Mismatched certificate
This error is common on cPanel sites where the wrong server name may appear in the site certificate when the handler is accessed. This means your sites certificate has not been configured correctly so the cPanel server is defaulting to use the certificate from another domain.
https://yoursite.ncsu.edu/Shibboleth.sso/... returns 404 error
This is most often found when the root level of your website is using a CMS like Wordpress or Drupal that has a set of rewrite rules to map URLs to pages inside the CMS. In that case, the Shibboleth handler URL located at /Shibboleth.sso is being grabbed by the rewrite rule instead of being handled by the Shibboleth module.
To fix this for your own site, you will need to add an exclusion rule to the rewrites provided by your CMS. For example, the top-level .htaccess file on a Wordpress site should contain a block like the one below. You will need to add the entry for Shibboleth.sso as seen in this example. It should appear as the first rule after the RewriteBase.
<IfModule mod_rewrite.c>
RewriteEngine On
RewriteBase /
RewriteRule ^Shibboleth\.sso.* - [L]
RewriteRule ^index\.php$ - [L]
RewriteCond %{REQUEST_FILENAME} !-f
RewriteCond %{REQUEST_FILENAME} !-d
RewriteRule . /index.php [L]
</IfModule>
This directive says, "for any URL that comes in for /Shibboleth.sso, leave the URL unchanged, and do not process any rules later in this list." That will effectively leave the request intact so the Shibboleth hander can grab it.
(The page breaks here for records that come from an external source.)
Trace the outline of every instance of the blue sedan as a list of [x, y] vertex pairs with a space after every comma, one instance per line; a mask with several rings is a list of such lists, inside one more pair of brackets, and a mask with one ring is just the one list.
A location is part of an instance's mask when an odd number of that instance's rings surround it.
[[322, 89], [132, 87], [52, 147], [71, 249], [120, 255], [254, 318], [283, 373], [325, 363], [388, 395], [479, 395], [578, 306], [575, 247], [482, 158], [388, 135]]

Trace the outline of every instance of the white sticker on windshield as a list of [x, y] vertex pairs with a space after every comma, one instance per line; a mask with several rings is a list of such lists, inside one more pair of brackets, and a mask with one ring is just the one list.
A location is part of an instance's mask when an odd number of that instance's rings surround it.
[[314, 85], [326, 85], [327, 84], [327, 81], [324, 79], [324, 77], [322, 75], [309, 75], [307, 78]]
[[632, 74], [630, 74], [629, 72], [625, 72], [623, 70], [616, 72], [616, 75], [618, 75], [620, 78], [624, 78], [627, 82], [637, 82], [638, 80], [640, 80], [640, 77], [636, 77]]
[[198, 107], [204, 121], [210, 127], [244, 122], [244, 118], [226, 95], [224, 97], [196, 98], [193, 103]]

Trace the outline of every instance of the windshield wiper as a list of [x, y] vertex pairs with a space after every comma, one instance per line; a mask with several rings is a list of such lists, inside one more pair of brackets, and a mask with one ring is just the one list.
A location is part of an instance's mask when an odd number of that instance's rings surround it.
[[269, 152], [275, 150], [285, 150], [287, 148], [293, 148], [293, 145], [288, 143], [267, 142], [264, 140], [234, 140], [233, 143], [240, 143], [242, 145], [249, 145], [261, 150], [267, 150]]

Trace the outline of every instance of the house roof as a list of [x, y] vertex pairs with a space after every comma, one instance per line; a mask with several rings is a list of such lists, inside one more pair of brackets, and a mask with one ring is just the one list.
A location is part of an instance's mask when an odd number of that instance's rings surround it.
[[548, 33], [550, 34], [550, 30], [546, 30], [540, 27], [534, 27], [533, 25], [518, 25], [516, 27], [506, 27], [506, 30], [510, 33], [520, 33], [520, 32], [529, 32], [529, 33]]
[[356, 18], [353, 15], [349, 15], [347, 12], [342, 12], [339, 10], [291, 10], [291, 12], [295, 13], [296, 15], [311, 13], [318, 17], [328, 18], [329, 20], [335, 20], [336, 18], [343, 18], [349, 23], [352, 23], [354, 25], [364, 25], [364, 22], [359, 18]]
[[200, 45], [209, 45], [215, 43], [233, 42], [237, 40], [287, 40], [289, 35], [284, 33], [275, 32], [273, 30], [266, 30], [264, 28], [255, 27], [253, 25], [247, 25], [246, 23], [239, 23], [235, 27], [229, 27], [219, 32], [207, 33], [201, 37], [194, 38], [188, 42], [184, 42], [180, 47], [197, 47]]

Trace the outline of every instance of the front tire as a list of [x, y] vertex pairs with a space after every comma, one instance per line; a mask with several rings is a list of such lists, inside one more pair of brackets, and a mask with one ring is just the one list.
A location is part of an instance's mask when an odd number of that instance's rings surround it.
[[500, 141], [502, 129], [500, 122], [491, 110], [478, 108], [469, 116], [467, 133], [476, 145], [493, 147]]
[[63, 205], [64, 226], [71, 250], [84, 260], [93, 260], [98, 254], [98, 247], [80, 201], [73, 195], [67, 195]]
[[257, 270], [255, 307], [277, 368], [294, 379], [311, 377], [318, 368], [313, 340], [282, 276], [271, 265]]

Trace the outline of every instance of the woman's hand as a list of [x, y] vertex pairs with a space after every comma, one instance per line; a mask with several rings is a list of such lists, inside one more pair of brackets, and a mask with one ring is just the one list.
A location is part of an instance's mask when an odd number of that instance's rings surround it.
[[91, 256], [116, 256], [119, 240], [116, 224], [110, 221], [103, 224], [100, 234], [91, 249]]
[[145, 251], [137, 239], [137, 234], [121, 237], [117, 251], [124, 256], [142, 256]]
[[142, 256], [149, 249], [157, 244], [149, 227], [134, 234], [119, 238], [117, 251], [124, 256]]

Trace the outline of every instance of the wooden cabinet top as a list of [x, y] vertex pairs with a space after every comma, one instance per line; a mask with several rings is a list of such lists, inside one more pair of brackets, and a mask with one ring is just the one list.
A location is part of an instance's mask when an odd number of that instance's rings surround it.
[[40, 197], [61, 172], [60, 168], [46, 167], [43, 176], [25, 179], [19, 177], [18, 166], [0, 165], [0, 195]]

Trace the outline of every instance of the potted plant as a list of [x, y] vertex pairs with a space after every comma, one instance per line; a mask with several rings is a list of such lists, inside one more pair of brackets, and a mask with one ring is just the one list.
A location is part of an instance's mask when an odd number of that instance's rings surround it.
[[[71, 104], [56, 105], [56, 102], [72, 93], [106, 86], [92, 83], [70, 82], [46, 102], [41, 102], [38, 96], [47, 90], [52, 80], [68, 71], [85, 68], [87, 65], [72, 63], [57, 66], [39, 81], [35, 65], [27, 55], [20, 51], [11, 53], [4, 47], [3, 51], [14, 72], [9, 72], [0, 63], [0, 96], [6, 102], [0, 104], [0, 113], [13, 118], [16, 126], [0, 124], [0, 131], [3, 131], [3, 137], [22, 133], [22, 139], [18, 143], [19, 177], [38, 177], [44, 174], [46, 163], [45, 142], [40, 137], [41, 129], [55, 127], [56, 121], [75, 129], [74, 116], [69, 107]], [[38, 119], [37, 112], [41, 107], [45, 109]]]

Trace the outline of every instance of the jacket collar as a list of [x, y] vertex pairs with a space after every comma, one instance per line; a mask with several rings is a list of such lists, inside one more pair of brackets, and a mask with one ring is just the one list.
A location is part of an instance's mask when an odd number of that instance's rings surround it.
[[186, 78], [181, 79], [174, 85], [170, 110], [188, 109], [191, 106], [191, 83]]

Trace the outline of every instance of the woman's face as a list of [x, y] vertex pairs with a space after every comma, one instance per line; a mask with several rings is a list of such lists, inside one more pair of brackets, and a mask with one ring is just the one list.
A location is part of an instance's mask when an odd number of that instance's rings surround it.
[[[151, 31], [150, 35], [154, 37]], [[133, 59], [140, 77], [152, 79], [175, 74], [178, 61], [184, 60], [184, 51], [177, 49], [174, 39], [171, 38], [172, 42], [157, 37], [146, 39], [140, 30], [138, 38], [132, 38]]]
We already have a similar exclusion applied globally to the OIT cPanel servers. You should not run into this problem on those sites. However, if your .htaccess file uses the rule "RewriteOptions inherit", we have observed that this can cause our global rule to be ignored. Considered removing RewriteOptions inherit if you do not actually to use it.
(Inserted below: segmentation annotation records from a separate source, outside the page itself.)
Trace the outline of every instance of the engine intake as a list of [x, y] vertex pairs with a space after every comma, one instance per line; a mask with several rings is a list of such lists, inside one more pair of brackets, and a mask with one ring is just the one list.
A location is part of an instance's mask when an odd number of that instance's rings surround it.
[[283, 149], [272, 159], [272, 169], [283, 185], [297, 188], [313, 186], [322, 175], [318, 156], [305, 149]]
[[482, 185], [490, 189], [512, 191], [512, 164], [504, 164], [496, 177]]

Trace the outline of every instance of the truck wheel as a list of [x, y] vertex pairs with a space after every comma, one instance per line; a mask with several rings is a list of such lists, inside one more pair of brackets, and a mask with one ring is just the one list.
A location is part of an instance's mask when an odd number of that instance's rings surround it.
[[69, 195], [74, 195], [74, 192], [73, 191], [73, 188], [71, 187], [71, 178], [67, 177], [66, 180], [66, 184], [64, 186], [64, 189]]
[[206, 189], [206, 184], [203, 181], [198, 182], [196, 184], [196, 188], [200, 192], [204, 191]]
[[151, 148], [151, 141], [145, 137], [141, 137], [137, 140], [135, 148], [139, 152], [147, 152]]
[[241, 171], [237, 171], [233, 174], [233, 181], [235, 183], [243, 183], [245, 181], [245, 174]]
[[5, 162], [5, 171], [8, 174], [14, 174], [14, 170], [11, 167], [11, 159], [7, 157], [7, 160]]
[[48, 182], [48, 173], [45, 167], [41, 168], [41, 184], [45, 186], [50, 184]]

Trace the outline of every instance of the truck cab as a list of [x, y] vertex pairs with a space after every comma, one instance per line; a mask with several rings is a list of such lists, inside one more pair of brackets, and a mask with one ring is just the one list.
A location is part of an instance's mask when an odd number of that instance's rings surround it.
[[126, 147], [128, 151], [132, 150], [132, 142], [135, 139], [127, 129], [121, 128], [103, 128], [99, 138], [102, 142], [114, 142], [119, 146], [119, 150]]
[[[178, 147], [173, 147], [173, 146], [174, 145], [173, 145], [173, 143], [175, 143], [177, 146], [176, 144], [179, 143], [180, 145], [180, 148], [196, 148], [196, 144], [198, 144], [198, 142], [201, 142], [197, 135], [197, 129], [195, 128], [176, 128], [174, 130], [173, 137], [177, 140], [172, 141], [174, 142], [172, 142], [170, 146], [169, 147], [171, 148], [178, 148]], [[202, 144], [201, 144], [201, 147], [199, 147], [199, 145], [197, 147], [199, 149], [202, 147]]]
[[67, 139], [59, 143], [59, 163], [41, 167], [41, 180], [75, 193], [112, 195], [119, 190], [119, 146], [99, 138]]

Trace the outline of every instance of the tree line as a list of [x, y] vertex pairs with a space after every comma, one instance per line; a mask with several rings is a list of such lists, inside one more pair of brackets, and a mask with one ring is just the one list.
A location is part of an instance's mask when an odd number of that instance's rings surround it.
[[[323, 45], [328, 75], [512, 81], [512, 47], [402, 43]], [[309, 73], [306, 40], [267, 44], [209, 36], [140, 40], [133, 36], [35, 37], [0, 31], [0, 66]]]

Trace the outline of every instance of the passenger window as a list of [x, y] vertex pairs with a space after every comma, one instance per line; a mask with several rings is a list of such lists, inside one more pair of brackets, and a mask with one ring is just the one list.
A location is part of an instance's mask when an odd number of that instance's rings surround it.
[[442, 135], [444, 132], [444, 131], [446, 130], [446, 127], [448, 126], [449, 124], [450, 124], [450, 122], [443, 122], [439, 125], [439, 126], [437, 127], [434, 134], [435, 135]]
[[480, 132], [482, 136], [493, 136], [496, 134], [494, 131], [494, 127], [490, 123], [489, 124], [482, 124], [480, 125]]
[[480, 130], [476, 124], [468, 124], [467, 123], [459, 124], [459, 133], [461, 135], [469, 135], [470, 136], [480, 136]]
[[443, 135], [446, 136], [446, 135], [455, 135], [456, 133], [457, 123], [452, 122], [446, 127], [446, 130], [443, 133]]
For anyone trying to provide cPanel hosting with Shibboleth, we've implemented this code in our pre-virtualhost-include block on our servers:
<Location /Shibboleth.sso>
Satisfy Any
Allow from all
RewriteEngine On
RewriteRule ^/Shibboleth.sso.* - [L]
</Location>
Other errors
See the documentation that describes how to Test the SP installation, and on Using .htaccess files.